We know Matza from the story of the hurried escape from Egypt – the original fast food on the run, sanctified and commoditized. While this may be true history and Judeo Gastronomic mythology, it is also possible that the practice of eating this symbolic bread existed separately, as a way to honor life’s basic sanctity and nutrition. The priests had to eat the leftover matzot at a specific time and place – much like our modern obligation regarding Passover. Symbolic and still unleavened, this is one tough cracker that has made it into history and rose to the top of the Jewish food list – yeast or no yeast.
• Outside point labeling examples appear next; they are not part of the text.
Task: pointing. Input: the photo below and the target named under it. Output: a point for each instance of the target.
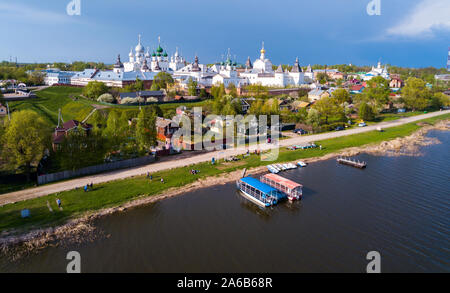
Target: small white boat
(301, 164)
(272, 169)
(292, 166)
(281, 167)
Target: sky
(413, 33)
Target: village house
(284, 105)
(357, 89)
(156, 95)
(244, 104)
(3, 110)
(396, 83)
(165, 129)
(62, 131)
(318, 94)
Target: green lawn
(50, 100)
(77, 202)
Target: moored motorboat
(301, 164)
(258, 192)
(291, 189)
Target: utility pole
(7, 109)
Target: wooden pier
(350, 162)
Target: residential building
(61, 131)
(396, 83)
(57, 77)
(165, 129)
(3, 110)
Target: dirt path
(202, 157)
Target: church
(377, 71)
(261, 72)
(156, 62)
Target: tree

Ultimately, the matza became an icon of potential, of hopeful possibilities yet to come.
This Passover, as you take your first bite of this biblical bread, we invite you to take your time, appreciate the sacredness of the moment, the amazing history of what you are about to ingest, and the transmitted half-baked mystery that helps keeps some nights more exciting and special than all others.
Leviticus 7:14
4From this you shall offer one cake from each offering, as a gift to the LORD; it shall belong to the priest who dashes the blood of the offering of well-being.
The word we are looking at is t’rumah
First introduced in Ex 25:1ff it refers to a gift freely brought, an offering of the heart.
The most common translation is good will offering, King James has “heave-offering.” Fox calls trumah a shalom offering.
Hebrew root means to elevate and probably referred to the act of lifting the offering up.
T’rumah faces us with the challenge we will encounter all through Leviticus and beyond, which is what to do with the priestly language. How far is the modern translator to go in attempting both to translate these words accurately and to give some sense of what kind of act each terms corresponds to in a culture (ours) in which offerings have no place.
T’rumah is that gift freely offered to the priestly institution—mishkah here, Temple later—and is not motivated by guilt, by sin, a desire for reparation, or one occasioned by a particular holy day with its particular demands. While some offerings may be thought of as a dues—obligatory donations—t’rumah is purely voluntary and comes either from a surplus of wealth or from a desire to give more than is required.
There is no doubt that this kind of giving—the free-will offering, the offering that comes from well-being—touches the giver and the receiver in special w2ays. In Exodus Moses must retrain the t’rmuah, an outpouring beyond the needs of the builders of the mishkan, and the generosity of the people brings Moses to bless them. We like the sense of an offering that is uplifting both to the giver and the receiver, and would like to suggest this as our translation: the uplifted offering.
What gifts do you give freely that lift your heart?